The wall of happiness and heartbreak
I'm trying to remember how many of my springs have been marked by music contests. At least half a dozen when I was in junior high and high school, then another dozen or so while my kids were of that age. Saturday I was on the school van heading toward contest at 6:30 a.m., and didn't pull back into the home parking lot until 7:30 p.m. This year I wasn't carrying a Boy's sheet music and emotional baggage; I am now the elderly accompanist with the bedazzled t-shirt and piano glasses on a chain around my neck. (Not really on the glasses part, because I wear tri-focals, but I saw that future me many times during the day.)

This year, in my supportive but non-related role behind the piano, I didn't take the triumph or trauma home with me.

Contest is Christmas for musicians, the day they reap the benefits of being naughty or nice. For those who have been nice, who have at least modicum of talent and have put in the practice time (more or less depending on the size of the talent) the reward is a I rating. A judge decides that on that day, during that three- to seven-minute slice of time, the performance merits another performance at state contest. This is triumph.

For those who have been naughty, who have not practiced or whose practice-to-talent ratio was not high enough or who simply have a bad few minutes, the final rating will be a II or a III, or even a IV. This is trauma.

I have seen both of these outcomes dozens of times over the years, and here are the things I've learned:

1. The II rating cuts a wide swath. The highly difficult solo by a senior that isn't quite perfected gets the same rating as the simple melody lisped by a beginning student, and both are the right rating. It doesn't feel fair, though.

2. Although judges are expert, conscientious, and well-intentioned, these Santa Clauses are not omniscient. They only see a tiny slice of this child, and there is no label of explanation attached. I have seen solos over-rewarded and under-rewarded (Husband is right when he points out that I only remember Boys' solos in this category), but in the end, the judge's decision is final.

3. (And this is the most important) No matter what it is, the rating is not a measure of the performer's potential as a human being, but the skills developed from contest participation very well may be.
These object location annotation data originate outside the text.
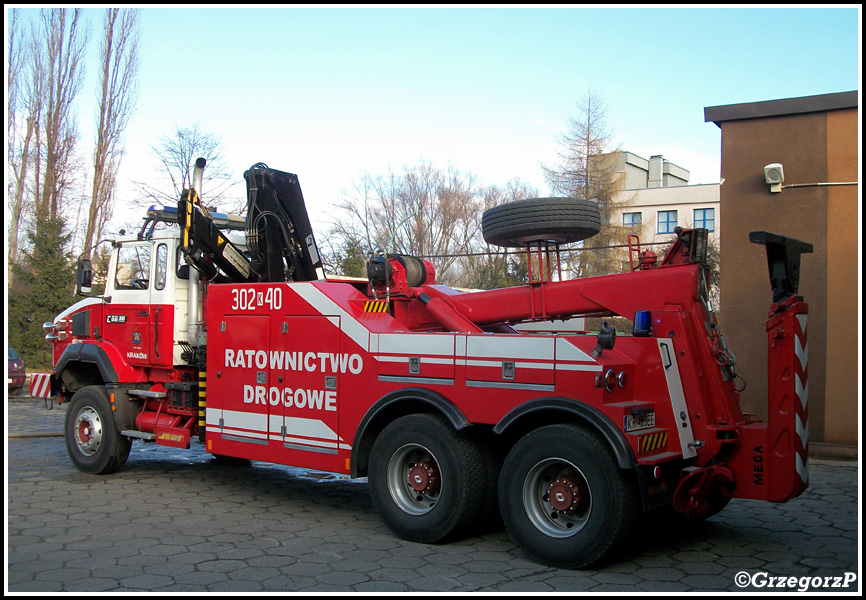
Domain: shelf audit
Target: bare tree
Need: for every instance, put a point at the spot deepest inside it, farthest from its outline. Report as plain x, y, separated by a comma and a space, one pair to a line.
176, 155
120, 63
427, 212
65, 39
586, 170
424, 211
488, 267
18, 137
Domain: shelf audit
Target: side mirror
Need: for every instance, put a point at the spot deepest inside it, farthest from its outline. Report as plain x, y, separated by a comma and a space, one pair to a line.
83, 276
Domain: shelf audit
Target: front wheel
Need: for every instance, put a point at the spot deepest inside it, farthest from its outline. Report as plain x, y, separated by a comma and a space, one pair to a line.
93, 442
427, 480
565, 499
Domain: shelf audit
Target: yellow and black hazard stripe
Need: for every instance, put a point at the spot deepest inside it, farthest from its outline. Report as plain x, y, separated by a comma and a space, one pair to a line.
375, 306
653, 441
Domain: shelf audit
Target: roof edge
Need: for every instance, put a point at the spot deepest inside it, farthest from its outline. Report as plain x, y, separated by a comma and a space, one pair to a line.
785, 106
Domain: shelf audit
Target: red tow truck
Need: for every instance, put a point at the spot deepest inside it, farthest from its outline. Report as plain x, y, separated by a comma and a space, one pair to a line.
242, 344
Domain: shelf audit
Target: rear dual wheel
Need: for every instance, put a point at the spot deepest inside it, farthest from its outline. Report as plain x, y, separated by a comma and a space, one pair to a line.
427, 480
565, 499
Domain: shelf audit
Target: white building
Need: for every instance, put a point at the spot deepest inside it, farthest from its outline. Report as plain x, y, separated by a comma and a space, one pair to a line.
656, 198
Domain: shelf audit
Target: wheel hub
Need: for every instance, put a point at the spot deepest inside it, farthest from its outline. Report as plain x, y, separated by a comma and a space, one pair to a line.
423, 478
564, 495
88, 431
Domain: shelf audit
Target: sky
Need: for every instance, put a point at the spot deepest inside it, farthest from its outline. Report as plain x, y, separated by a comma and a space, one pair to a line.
335, 93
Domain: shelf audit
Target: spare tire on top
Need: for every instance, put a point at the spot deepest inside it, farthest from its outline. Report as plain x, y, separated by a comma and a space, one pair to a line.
558, 220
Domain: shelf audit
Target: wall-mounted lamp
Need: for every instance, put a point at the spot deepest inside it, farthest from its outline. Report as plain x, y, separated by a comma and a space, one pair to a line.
774, 175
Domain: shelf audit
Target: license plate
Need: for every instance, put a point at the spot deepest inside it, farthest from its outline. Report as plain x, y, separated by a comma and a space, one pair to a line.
636, 422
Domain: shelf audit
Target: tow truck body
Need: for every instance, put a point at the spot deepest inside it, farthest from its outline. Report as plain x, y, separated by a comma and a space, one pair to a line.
432, 393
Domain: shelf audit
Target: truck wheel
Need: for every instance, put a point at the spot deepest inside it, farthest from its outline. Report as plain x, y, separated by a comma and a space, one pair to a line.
426, 479
564, 498
560, 220
93, 441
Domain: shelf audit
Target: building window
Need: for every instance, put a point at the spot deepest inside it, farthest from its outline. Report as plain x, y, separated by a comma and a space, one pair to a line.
667, 221
631, 219
705, 218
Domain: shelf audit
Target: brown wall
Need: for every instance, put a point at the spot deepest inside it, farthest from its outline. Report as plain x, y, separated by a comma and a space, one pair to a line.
808, 146
842, 272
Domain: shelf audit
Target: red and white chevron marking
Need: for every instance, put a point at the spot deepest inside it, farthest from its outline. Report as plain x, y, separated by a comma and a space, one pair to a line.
40, 385
801, 387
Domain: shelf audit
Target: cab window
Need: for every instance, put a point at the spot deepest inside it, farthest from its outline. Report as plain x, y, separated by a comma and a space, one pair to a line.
161, 266
133, 268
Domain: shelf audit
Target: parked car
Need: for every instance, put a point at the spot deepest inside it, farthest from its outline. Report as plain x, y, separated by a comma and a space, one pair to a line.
17, 374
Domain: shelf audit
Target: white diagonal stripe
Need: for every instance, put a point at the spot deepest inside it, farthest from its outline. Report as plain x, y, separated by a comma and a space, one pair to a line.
801, 390
802, 352
802, 469
802, 431
803, 319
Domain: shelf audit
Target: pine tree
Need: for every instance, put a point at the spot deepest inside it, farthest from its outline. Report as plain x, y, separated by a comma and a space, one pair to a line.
41, 288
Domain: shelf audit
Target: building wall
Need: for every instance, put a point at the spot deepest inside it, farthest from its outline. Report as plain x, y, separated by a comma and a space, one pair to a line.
684, 199
842, 278
813, 147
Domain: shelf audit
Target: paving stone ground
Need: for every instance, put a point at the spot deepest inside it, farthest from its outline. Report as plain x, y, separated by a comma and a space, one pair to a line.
179, 521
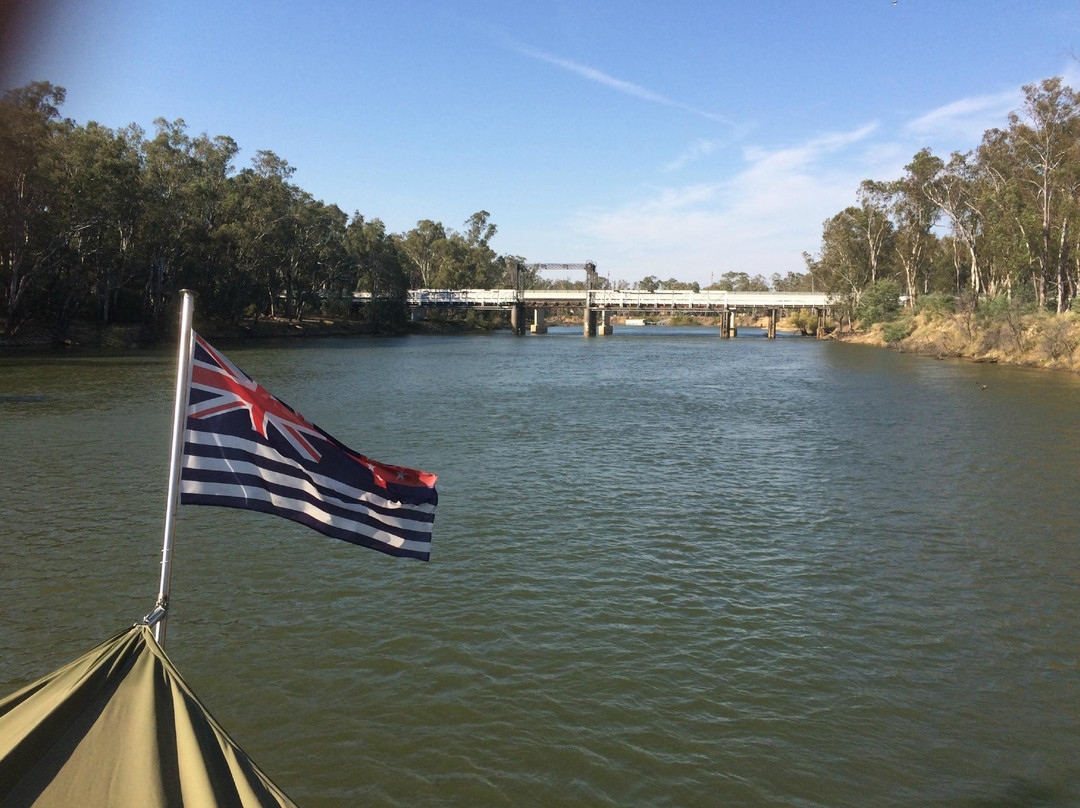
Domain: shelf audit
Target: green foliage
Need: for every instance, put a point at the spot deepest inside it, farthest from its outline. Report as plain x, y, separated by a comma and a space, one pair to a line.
107, 226
894, 331
935, 305
1003, 323
1061, 337
1001, 218
879, 303
806, 321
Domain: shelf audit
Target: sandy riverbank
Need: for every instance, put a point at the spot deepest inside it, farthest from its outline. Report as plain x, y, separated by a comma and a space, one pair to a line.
1031, 340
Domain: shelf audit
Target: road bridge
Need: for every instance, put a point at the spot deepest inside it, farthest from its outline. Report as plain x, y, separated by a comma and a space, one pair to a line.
598, 305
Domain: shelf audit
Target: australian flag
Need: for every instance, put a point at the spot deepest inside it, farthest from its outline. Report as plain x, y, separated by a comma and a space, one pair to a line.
245, 448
That final point is wisdom hard-earned. Music is important in my life, and I wanted the Boys to love it as well. One of my regrets in my parenting style is that I placed too much importance on their performances at contest. I knew that the discipline they would gain from really working on a piece, and stretching to master something difficult, and learning to submit their accomplishments to both praise and criticism, would be life skills that would transfer to other areas of their lives. Learning to win and lose is important, and the knowledge that life isn't always fair is an essential morsel of wisdom for my children to possess.

But I didn't emphasize often enough that not a single person has ever asked me what ratings I got in high school music contests, and frankly, I don't remember. I'm so grateful that my parents encouraged (and subsidized) music lessons--of all of my childhood activities, this may be the one that gives me the most joy as an adult. Contest is important as a milepost, but is certainly not the end of the journey.

And that, more than the ratings, is why I still love contest.

High school musicians have the most lovely shoes I've ever seen but the lovely shoes never are on their feet.